Missed reads and sacks weren’t the only issues. If Garoppolo took a lot of criticism for overthrowing Emmanuel Sanders in the Super Bowl, then he should be receiving an equal amount of, if not more, criticism for severely underthrowing Kendrick Bourne in the end zone.
Out of trips, Bourne is running a double move against cornerback Patrick Peterson. He gets Peterson to bite on his stutter 12 yards downfield, and as Peterson bites, Bourne runs right by him and gets nearly four yards of separation into the end zone.
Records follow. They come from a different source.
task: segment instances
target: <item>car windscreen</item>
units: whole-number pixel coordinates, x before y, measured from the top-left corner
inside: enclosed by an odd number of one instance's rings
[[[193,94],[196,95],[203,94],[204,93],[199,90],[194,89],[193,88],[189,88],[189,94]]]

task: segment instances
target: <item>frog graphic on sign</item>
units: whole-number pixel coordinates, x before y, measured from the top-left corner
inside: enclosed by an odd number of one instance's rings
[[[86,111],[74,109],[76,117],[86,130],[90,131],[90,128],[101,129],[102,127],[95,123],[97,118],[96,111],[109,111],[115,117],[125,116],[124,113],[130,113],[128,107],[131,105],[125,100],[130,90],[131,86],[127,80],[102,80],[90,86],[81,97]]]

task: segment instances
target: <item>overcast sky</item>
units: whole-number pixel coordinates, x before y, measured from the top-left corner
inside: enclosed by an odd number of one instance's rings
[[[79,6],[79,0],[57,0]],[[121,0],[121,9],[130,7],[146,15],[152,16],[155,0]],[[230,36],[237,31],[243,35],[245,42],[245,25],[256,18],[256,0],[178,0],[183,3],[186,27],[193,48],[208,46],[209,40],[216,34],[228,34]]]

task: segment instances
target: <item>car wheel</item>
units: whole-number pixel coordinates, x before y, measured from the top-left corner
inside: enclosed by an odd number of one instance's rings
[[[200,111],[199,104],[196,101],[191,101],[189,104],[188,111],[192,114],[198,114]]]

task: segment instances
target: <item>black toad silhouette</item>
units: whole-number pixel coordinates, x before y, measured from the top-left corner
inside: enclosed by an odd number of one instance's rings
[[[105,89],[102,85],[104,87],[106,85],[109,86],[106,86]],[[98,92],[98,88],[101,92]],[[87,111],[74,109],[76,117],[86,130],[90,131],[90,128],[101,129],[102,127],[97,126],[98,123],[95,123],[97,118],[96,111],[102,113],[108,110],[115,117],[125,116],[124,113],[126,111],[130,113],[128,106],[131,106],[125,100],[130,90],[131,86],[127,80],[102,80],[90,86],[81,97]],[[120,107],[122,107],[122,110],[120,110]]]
The ball floats on Garoppolo, and Bourne is forced to make a difficult adjustment on the pass, but it bounces off Peterson’s helmet and out of the back of the end zone.
Three plays later, Garoppolo was late throwing to Trent Taylor on a quick out route at the sticks on fourth down. The play is a three-step drop and throw to Taylor on a quick out, but he isn’t ready to throw until he stops his drop, pats the ball, and lets it rip. By this time, the problem is the defender is already anticipating the throw and breaking on the route. He swats the ball and any chance at a comeback victory away from the 49ers.
Outlook
It’s too early to say if this is the dreaded “Super Bowl hangover” that teams often go through the season after losing in the big game. The opportunities were there for the 49ers to take advantage of despite the mistakes on both sides of the ball and despite limited availability of the weapons they’re accustomed to game-planning for, and they should be getting rookie receiver Brandon Aiyuk back this week.
The great teams don’t always “do what they need to do” and win. This was one of those games. And the 49ers have two opponents upcoming that aren’t exactly powerhouses that Shanahan can use to re-tune his offense and get them back on track.